Treatment for fertility can also be quite expensive, and insurance often does not cover these expenses. If cost is a concern for you, find out how much medications and procedures cost and if your insurance covers any costs. Talk with your partner about what you can afford.

Keep in mind that some infertility problems are more easily treated than others. In general, as a women ages, especially after 35, her chances of getting pregnant decrease and her risk of miscarriage markedly increases.

If you are 35 or older, your doctor may recommend that you skip some of the steps younger couples usually take because your chances of having a baby decrease with each passing year.

Also, understand that even if you are able to get pregnant, no treatment can guarantee a healthy baby. On the other hand, scientists in this field have made many advances that have helped millions of couples have babies.

Your doctor will first try to find why you have not been able to get pregnant. He or she will do tests to see where the problem lies. Sometimes doctors do not find a problem with either the man or the woman and don't know why a woman cannot get pregnant.

Treatment for female infertility

Problems with ovulating. If your doctor finds that you have a problem with ovulating, he or she may first recommend that you try the medication clomiphene (Clomid, Serophene, Milophene). This medicine (which you take as a pill) stimulates your ovaries to release eggs, thereby improving your chances of getting pregnant. It is often tried first because it is considered safe and effective.

Clomiphene has more side effects than hormonal shots, such as Pregnyl and Profasi, but clomiphene costs less, has a lower risk of ovarian hyper stimulation syndrome, and is less likely to result in a pregnancy with more than one baby.

If you're not ovulating because of a condition called polytheistic ovary syndrome (PCOS), your doctor might suggest you take a drug called metformin in combination with clomiphene. For more information, see treatment of women with polytheistic ovary syndrome (PCOS).

Unfortunately, clomiphene does not always work. Typically, hormone shots are the next medication tried. You and your partner can weigh the risks and benefits of proceeding to this next step. You start the first series of daily shots at the beginning of your menstrual cycle. You will probably have mild side effects, such as feeling sick to your stomach and bloating. Some women have more serious side effects due to multiple, large ovarian cysts (ovarian hyper stimulation syndrome). While clomiphene increases your chance of having twins or triplets (especially twins), women who take hormonal injections are even more likely to have twins, triplets, or more babies.

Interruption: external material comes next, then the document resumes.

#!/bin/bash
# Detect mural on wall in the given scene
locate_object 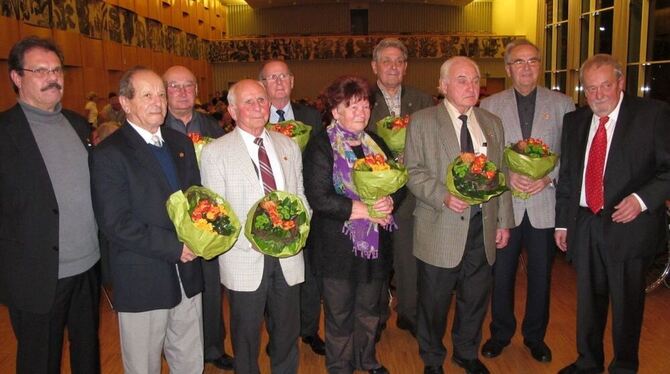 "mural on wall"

Unexplained infertility. If your doctor cannot find out why you and your partner have not been able to get pregnant, he or she may start out by giving you clomiphene. The steps for treating infertility are essentially the same as for women who have ovulation problems. The next step is to try hormone injections. However, at this step your doctor may recommend insemination, putting the sperm directly into the uterus, to improve your chances of getting pregnant. If these treatments don't work, your next step is deciding whether to have IVF (in vitro fertilization).

Blocked or damaged tubes. Your doctor may do tests to check your fallopian tubes. Blocked or damaged tubes can prevent the egg from being fertilized by the sperm. If the blockage of your tubes is slight, your doctor might recommend tubal surgery to try to correct the damage. In these cases, between 20% and 60% of women have successful pregnancies after the surgery, depending on what part of the tube was blocked.6 However, in many cases, doctors recommend skipping tubal surgery and having IVF for more severe blockages. IVF is also often recommended first for women over 34 (regardless of the type of blockage) because tubal surgery and natural conception may use up precious time if in vitro fertilization might be used later.

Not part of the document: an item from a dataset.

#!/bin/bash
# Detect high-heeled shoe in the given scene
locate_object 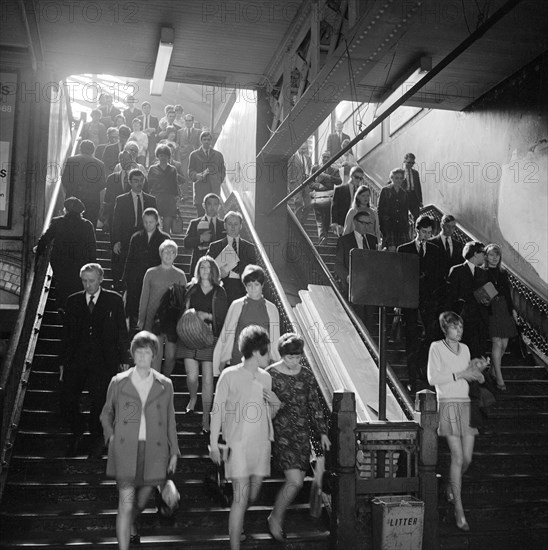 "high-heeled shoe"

* Should I have a tubal procedure or in vitro fertilization for tubal infertility?

Endomorphisms. If you have mild to moderate endomorphisms that seems to be the main reason for your infertility, your doctor may use laparoscopic surgery to remove geometrical tissue growth. If surgery does not work, or if you have severe endometriosis, you will need to decide whether to try in vitro fertilization, commonly called IVF. However, understand that IVF doesn't work as well for women with endometriosis as with other causes of infertility.

For more information about endomorphisms, see the topic Endomorphisms.

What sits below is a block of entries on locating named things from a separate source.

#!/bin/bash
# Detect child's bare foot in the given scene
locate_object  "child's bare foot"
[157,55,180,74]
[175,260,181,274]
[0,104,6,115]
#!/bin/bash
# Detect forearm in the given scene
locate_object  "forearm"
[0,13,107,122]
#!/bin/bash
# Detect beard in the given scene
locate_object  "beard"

In vitro fertilization (IVF). Many couples who have problems getting pregnant arrive at a common point: They must decide whether they want to try IVF. IVF is the most common form of a group of similar procedures called assisted reproductive technology, or ART. If you have not already considered adoption, this might be a time to think about it. Some couples decide to spend their resources on adoption instead of IVF at this point. Other couples see IVF as the best option. Of course, this is a decision that takes a lot of soul searching.